My eyes were starting to see things that weren´t there from how long I´ve been on the streets looking. I´ve been driving for about seven hours straight, slowly of course to make sure I´d get a good look around. This obviously ticked people off on the busy streets of London, apparently Saturday is a popular day to go out for a drive. But I don´t care, my priority wasn´t to reach a destination, it was to search every street, every sidewalk, stop when I see anyone who resembles Grace. These acts were frowned upon by the drivers on the road, making me receive many drivers flipping me off and honking, but I don´t care. This is much more important than them. Finding Grace is much more important. She had to be somewhere, there´s only so far she can go on foot, right? I hope so. 

The night had fallen upon the big city, making the bright lights pop as they always do at night. But they seemed dull to me, everything seemed dull to me right now. My stomach was in a knot, my eyes burning from how much strain I put on them today, and my heart heavy. I pulled into the parking garage provided for those living in my apartment building. I put my head on the steering wheel, shaking my head. I don´t even know how to feel anymore. I mean, I´m just.. this is all my fault. I made her run away, I pushed Grace away because of my stupid drunken emotions that escaped me yesterday. The worst of it all is that all those things I said weren´t true, far from it. These past few weeks I remember staying up with her at night, her telling me about how she ran away from home because she didn´t feel like she belonged there. That´s horrible. That´s absolutely terrible, and I swore to her that I´d make her feel belonged. That I´m here for her, and then I go and get jealous from her just hugging someone. Thinking back it wasn´t anything, she was drunk and a little giddy, but I guess drunk Harry didn´t think it wasn´t anything all that bad. I sighed, moving my head from the steering wheel to lean it back against the leather headrest. I lost her. She´s no where to be found and I physically and literally lost her. I won´t be able to forgive myself for this one. No. For the first time, the other person wasn´t the one who hurt me. Getting close to Grace was a blessing, knowing her was amazing. Here I was afraid of opening up to her, selfishly thinking I´d be the one getting hurt. But no, I´m the reason I´m hurt. Me and me only. 

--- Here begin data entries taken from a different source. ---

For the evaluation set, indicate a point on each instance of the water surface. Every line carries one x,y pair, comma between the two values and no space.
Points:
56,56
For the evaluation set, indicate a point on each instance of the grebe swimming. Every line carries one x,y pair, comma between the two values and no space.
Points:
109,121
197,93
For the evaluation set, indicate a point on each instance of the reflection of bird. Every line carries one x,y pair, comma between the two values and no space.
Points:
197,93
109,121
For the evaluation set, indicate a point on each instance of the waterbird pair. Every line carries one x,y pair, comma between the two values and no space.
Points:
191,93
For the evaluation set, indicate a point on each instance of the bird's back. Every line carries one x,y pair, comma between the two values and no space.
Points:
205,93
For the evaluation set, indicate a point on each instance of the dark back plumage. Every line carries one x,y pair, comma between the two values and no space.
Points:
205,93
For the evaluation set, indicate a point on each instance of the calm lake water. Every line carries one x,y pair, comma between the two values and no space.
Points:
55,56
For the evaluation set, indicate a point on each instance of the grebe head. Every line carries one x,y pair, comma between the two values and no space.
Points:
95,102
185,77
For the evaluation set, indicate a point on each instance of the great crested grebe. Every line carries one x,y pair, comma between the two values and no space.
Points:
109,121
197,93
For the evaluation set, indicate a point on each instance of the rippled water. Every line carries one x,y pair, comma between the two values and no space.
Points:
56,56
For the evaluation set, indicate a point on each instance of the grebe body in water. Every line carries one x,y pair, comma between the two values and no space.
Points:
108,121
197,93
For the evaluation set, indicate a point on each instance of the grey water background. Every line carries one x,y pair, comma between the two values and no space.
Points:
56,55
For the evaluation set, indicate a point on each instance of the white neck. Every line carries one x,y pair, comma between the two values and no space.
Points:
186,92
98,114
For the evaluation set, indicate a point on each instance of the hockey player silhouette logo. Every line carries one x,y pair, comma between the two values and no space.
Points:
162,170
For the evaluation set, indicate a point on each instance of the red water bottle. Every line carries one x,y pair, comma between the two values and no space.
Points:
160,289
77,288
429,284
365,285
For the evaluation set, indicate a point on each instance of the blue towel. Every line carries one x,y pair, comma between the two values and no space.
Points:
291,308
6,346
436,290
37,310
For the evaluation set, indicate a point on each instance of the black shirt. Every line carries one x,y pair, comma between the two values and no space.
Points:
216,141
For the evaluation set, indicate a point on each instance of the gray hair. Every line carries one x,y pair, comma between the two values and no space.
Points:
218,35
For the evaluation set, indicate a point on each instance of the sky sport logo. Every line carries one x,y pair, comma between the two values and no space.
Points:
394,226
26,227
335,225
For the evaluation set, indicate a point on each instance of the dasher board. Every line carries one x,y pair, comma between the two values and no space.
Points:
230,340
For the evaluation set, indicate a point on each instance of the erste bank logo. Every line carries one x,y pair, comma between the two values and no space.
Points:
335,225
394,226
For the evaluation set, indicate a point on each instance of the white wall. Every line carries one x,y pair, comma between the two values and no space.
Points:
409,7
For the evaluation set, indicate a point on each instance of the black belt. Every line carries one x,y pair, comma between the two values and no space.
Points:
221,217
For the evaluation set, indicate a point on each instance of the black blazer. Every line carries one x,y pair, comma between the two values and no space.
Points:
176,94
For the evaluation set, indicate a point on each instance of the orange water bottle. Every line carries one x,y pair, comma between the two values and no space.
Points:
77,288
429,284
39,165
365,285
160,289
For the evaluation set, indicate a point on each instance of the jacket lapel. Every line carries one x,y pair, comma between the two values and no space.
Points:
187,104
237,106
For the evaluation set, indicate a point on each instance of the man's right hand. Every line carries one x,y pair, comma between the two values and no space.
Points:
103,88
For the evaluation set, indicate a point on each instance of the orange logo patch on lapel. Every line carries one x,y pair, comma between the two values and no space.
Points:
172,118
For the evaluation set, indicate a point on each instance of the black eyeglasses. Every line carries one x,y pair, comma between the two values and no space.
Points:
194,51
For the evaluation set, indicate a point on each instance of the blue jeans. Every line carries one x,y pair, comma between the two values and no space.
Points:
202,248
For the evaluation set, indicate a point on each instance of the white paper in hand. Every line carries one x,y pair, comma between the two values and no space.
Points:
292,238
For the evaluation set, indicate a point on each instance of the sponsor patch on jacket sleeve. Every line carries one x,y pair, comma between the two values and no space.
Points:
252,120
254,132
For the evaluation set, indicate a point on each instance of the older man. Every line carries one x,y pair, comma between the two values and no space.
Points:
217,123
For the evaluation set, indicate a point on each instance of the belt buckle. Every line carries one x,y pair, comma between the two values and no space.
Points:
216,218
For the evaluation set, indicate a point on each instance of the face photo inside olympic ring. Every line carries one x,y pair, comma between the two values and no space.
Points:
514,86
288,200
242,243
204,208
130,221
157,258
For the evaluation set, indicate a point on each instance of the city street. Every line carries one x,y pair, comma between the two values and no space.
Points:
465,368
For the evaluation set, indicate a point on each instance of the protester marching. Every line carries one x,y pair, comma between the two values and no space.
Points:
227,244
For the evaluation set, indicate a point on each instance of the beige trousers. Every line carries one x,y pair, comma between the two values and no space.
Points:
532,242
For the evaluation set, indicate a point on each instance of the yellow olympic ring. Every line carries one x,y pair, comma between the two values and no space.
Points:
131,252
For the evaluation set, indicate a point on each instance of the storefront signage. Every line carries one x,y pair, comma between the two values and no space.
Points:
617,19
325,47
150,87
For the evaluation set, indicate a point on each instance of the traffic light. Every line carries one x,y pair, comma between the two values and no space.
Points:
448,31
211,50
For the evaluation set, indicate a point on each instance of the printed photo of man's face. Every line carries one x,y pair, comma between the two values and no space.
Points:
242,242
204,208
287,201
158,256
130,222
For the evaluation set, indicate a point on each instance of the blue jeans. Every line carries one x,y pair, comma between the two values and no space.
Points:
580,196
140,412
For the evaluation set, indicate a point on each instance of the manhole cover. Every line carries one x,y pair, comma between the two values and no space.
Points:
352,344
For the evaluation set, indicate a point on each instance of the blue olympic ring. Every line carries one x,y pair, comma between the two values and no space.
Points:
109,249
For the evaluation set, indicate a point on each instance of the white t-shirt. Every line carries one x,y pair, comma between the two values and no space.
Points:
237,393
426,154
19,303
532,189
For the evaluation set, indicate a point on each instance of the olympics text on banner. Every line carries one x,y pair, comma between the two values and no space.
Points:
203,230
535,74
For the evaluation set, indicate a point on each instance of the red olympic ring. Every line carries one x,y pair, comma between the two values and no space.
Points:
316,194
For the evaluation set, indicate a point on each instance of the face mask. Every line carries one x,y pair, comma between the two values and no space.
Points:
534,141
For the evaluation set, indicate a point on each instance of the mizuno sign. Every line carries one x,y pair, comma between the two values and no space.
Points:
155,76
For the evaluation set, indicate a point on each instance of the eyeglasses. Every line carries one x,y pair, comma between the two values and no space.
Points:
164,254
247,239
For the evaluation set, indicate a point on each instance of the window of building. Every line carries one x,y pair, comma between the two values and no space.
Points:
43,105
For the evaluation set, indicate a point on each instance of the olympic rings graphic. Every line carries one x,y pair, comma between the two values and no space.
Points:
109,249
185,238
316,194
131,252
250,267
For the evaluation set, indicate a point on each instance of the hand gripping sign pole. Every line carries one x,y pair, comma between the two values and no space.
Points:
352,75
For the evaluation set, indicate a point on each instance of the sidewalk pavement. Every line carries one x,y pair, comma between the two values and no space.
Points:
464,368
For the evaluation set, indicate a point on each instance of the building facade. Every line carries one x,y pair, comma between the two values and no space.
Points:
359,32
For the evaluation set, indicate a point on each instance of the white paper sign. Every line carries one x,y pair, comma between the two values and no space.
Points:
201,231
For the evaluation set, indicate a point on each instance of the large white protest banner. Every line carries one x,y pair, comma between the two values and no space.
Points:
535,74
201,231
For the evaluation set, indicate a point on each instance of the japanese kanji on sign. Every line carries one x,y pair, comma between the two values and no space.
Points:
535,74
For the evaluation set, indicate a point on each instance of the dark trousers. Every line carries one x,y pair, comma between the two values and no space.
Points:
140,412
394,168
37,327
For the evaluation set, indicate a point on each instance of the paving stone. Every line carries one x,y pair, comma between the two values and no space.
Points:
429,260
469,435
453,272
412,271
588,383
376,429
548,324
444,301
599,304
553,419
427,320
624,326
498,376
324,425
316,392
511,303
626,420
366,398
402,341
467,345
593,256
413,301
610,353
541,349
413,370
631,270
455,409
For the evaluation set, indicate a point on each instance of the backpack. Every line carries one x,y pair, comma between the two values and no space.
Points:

I drag myself out of my car and through the door that lead to the hallway. I stopped and looked around the small aisle, to where Grace and I had stood only about a month ago. Her back leaned up against the gold wallpaper, looking up at me with those beautiful big eyes of hers. She was so shaken up that day, and I don´t blame her. Who woudln´t be after being almost physically harassed by some random hobo? I thank God everyday that I was there to save her from him. Funny thing is that I was wishing that I´d run into her again that night, but I guess that´s why they say be careful what you wish for. That´s not exactly how I wanted to find her; on the floor, hysterical, desperately trying to escape from a disgusting older man. I remember picking her up, quickly reacting to how he cooed out at her, something along the words of ¨Come back here, little girl.¨ I get the chills just thinking of the tone he said it in. 

I´ve never been a brilliant athlete or any sort of track star, but that night my instincts stepped in. I picked her up so swiftly, she was rather light actually. Not that I was surprised, I mean she´s like a stick, so thin. Somewhere along the way I knew we had lost the old man, because I couldn´t hear him call out to us from behind, but I kept running until we got back to our, or really, to my apartment building. Grace´s eyes were wide with fear and confusion. From her disheveled look, I could tell she hadn´t had a proper nights sleep or a shower, even though I smelled some sort of perfume trying to conceal this. Right then I pieced it together, remembering the week earlier when she couldn´t ¨remember¨ the name of her hotel, but she knew where it was. No tourist in their right mind would go to the that part of London where she had been to find a type of guy like that hobo that practically raped her. It was obvious she wasn´t staying in a hotel, she wasn´t staying anywhere. She was just there, roaming the streets.